In a clinical trial for fibromyalgia, all of the women tested had benefited from two months of daily treatment using hyperbaric oxygen therapy. The research was carried out at Rice University and institutes in Israel.
Fibromyalgia is a chronic pain disorder estimated to affect over five million Americans, says The National Institute of Arthritis and Musculoskeletal and Skin Diseases. Approximately 80-90 percent of those who have fibromyalgia are women, though men and children can also be affected.
Fibromyalgia has been found to occur alongside illnesses such as certain forms of arthritis or irritable bowel syndrome. But it also may be related to other conditions that involve fatigue, problems sleeping and cognitive difficulties.
HBOT is a method used to deliver increased oxygen to the tissues. It increases surrounding pressure by two or three times normal air pressure. It is often used for conditions such as an infection, non-healing wounds like burns or diabetic ulcers. It also treats decompression sickness in deep-sea divers.
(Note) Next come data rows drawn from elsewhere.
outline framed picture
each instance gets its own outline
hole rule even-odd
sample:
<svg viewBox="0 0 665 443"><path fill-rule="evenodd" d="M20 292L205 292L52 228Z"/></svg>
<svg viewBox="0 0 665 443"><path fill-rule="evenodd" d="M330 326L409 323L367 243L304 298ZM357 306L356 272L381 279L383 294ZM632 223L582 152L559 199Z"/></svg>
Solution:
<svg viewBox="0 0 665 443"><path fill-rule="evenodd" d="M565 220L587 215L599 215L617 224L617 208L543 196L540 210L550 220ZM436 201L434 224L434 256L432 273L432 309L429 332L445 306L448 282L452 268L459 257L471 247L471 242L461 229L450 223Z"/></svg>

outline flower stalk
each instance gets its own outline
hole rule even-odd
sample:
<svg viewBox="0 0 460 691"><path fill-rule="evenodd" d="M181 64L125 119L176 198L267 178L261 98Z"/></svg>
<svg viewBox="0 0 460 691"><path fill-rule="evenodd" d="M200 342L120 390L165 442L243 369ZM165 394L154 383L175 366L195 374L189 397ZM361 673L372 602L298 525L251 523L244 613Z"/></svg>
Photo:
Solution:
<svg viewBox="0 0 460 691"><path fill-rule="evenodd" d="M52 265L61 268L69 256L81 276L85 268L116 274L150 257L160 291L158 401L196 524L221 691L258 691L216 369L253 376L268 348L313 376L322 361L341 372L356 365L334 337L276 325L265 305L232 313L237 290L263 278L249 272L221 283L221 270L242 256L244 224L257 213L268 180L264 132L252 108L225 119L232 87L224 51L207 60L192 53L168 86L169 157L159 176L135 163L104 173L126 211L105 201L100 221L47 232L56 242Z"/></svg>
The study began with 60 women aged 21 to 67 who all had fibromyalgia symptoms for two years, but only 48 women were tested, as a dozen women did not complete the study.
The women were divided into two groups. The first group received 90 minutes of HBOT, receiving pure oxygen at twice atmospheric pressure, five days a week over two months.
They were tested before treatment and after by assessing their tender point count and quality of life. Computer tomography imaging was performed to evaluate their brain activity.
The control group was handled differently than typical placebo groups. They were treated as a crossover control group, where they were first given baseline testing, and retested at the end of the two-month control period.
The crossover control group was then also given two months of HBOT just like the test group, and tested a third time.
The researchers report that both groups benefited from the HBOT treatment, with significant improvement in their pain levels. The women were able to drastically reduce or eliminate their need for pain medication.